France grants first online sportsbetting licences

10 June 2010

This week saw France officially start the process of implementing new Internet gambling legislation that was passed last year by granting 17 online sportsbetting licences to eleven operators.

Firms that have received permission to offer virtual sportsbetting to France-based punters include Austria's Bwin Interactive Entertainment AG and BetClic Enterprises Limited from Malta while the nation’s Authority For Online Gaming Regulation revealed that Internet poker is set to be authorised later this month with a limited number of licenses.

According to a report from The Wall Street Journal newspaper, France began relaxing a state monopoly on gambling that can trace its roots back to the 16th Century on Tuesday and is looking to ‘stabilise tax revenues from online bets’. The new legislation was implemented in time for the start of the 2010 World Cup this weekend and is an attempt to ‘crack down on illegal betting websites while answering European Commission's demands to liberalise national online gambling monopolies’.

However, the newly authorised operators may not find the French market as profitable as many had hoped as the nation is one of the few set to tax the total amount wagered as opposed to the revenues earned.
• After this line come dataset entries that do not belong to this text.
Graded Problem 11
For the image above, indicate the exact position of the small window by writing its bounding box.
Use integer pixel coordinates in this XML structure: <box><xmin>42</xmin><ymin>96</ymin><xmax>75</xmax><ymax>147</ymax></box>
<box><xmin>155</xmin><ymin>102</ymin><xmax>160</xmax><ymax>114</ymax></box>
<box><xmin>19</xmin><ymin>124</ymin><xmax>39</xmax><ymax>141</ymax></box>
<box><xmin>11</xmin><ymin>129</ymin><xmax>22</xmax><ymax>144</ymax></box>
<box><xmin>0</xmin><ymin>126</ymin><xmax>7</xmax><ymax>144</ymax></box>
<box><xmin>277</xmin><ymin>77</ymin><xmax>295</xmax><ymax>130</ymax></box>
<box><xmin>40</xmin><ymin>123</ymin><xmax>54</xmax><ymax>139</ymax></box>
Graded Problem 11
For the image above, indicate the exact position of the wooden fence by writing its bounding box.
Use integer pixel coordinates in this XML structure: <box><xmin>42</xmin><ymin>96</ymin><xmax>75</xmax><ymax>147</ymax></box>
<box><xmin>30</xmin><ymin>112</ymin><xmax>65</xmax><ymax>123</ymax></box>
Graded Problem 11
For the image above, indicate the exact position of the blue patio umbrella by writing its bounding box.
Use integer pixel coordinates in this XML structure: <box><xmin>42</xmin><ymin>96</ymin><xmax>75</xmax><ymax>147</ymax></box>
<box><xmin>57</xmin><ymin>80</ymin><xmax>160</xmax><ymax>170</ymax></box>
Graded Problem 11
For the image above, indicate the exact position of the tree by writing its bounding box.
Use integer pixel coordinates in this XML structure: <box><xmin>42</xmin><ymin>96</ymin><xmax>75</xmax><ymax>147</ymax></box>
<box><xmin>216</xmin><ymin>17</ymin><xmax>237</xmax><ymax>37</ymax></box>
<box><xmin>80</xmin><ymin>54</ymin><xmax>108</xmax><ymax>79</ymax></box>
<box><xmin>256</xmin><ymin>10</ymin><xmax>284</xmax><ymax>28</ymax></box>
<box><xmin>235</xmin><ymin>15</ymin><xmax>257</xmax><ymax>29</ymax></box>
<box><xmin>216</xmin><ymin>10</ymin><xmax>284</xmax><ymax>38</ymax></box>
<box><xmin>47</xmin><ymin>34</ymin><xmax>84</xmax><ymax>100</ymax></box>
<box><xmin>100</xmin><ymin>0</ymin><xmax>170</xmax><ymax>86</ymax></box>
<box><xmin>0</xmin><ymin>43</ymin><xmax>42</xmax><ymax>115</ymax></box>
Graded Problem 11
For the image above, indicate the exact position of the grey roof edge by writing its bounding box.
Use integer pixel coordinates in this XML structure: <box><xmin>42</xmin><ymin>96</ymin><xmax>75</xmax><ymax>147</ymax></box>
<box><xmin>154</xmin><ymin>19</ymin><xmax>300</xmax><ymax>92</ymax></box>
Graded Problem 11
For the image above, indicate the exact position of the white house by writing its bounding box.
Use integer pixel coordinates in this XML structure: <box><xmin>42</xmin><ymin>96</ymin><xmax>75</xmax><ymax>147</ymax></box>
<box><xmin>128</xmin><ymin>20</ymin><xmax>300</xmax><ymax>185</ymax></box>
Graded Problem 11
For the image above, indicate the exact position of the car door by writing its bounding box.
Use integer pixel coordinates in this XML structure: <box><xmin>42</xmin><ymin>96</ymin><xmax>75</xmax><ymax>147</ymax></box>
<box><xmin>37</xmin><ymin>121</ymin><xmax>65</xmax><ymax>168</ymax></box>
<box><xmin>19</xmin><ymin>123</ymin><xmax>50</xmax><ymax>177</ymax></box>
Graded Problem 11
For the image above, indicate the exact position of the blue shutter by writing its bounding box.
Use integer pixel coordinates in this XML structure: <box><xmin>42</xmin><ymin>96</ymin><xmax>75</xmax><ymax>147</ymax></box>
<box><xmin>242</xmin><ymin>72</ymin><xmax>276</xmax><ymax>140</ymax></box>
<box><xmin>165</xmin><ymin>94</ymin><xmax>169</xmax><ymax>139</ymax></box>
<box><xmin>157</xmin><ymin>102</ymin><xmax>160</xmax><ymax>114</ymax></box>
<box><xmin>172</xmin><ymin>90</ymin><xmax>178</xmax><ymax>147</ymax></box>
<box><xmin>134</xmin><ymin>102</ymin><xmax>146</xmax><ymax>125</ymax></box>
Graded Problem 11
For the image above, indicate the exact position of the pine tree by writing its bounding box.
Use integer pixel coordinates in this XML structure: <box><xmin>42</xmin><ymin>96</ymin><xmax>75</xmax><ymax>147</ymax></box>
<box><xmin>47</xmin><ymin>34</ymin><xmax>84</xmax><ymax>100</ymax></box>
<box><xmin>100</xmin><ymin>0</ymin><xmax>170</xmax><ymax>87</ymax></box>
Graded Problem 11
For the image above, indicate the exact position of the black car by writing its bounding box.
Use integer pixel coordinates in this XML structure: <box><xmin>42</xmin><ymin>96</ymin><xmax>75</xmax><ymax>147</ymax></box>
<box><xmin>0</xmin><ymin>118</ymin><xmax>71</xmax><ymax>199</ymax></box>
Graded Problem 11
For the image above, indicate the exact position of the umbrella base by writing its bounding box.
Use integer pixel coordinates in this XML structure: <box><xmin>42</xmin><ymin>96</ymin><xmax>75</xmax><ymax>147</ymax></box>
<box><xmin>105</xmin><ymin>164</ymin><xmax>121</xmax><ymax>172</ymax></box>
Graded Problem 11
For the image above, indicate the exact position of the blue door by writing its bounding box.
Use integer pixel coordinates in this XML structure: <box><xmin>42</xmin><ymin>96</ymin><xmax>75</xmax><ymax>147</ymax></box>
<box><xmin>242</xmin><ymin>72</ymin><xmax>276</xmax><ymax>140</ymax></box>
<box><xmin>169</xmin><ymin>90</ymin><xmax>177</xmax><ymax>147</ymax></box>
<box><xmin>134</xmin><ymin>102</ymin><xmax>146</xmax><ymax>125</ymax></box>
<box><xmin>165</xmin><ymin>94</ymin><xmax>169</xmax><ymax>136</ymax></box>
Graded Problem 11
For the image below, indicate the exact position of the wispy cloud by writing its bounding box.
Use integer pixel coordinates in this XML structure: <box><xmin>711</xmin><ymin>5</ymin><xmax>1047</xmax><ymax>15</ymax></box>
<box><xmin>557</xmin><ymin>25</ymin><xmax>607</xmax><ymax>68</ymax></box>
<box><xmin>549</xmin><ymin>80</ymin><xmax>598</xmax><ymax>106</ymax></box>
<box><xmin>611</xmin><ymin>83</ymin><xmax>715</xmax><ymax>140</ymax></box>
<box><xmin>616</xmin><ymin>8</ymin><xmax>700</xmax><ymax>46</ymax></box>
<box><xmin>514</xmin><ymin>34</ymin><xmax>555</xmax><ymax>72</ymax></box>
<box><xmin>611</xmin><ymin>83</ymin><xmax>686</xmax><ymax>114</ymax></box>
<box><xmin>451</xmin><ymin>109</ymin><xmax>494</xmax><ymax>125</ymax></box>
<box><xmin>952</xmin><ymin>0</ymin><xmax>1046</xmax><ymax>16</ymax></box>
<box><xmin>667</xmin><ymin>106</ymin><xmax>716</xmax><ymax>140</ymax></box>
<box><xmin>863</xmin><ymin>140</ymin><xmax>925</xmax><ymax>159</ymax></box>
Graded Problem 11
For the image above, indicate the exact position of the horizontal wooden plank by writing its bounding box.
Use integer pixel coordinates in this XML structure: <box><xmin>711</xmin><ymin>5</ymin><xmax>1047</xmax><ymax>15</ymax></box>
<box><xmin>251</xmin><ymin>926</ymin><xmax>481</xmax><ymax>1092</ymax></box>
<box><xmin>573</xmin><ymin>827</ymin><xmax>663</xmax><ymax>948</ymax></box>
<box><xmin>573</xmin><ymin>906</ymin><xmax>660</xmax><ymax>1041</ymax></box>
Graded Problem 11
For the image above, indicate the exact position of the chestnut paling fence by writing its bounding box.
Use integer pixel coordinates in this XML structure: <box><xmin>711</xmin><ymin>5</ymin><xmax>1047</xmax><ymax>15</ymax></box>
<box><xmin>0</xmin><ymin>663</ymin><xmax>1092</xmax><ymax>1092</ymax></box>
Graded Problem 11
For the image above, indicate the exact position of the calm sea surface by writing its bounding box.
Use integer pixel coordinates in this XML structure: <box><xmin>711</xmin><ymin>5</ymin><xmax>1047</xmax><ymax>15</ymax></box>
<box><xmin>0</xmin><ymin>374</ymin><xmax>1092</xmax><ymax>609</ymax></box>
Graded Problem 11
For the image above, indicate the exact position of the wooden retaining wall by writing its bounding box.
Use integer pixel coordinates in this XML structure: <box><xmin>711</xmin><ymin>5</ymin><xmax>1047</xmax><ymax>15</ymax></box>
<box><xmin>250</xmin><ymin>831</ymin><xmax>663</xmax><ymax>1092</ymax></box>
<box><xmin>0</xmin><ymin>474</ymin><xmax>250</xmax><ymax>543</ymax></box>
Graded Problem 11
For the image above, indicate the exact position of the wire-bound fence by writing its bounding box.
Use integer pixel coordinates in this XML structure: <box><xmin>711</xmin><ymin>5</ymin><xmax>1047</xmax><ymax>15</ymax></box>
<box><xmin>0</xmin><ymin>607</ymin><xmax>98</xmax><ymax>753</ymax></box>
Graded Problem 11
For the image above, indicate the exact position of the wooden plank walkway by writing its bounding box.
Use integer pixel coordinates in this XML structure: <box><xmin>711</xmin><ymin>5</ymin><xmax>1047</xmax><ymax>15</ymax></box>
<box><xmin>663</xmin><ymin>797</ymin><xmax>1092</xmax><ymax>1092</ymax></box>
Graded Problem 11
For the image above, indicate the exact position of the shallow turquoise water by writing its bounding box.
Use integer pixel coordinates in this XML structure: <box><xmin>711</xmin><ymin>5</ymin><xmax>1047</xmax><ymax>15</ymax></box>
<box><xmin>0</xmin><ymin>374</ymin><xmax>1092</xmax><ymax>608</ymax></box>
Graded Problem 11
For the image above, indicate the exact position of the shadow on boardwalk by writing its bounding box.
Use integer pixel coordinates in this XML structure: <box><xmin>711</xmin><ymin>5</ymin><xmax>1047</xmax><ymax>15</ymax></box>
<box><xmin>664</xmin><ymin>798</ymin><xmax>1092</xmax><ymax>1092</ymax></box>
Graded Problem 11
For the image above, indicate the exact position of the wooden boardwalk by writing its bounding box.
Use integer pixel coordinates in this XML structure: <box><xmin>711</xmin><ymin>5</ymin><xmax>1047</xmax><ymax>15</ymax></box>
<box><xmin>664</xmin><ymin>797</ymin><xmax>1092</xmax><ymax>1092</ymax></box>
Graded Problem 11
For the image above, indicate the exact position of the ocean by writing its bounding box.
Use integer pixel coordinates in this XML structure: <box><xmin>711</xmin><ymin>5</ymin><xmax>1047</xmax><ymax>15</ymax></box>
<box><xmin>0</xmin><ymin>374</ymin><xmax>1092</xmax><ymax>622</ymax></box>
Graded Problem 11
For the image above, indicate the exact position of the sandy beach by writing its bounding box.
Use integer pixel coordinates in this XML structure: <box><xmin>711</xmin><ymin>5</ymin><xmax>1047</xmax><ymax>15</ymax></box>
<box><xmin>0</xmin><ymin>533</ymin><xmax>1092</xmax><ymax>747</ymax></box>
As an example, the total tax on sportsbetting in France will stand at 8.8 percent while it is only 3.8 percent in neighbouring Italy.

The newspaper reported that the relatively high taxes coupled with strict regulations governing what bets can be placed and the presence of former horseracing monopoly Pari Mutual Urbain and national lottery operator Francaise Des Jeux could make generating profits ‘a long-winded process’.

“France is a big market,” said Lorien Pilling, Head Of Research at Isle Of Man-based Global Betting And Gaming Consultants.

“Whether it is profitable is yet to be seen.”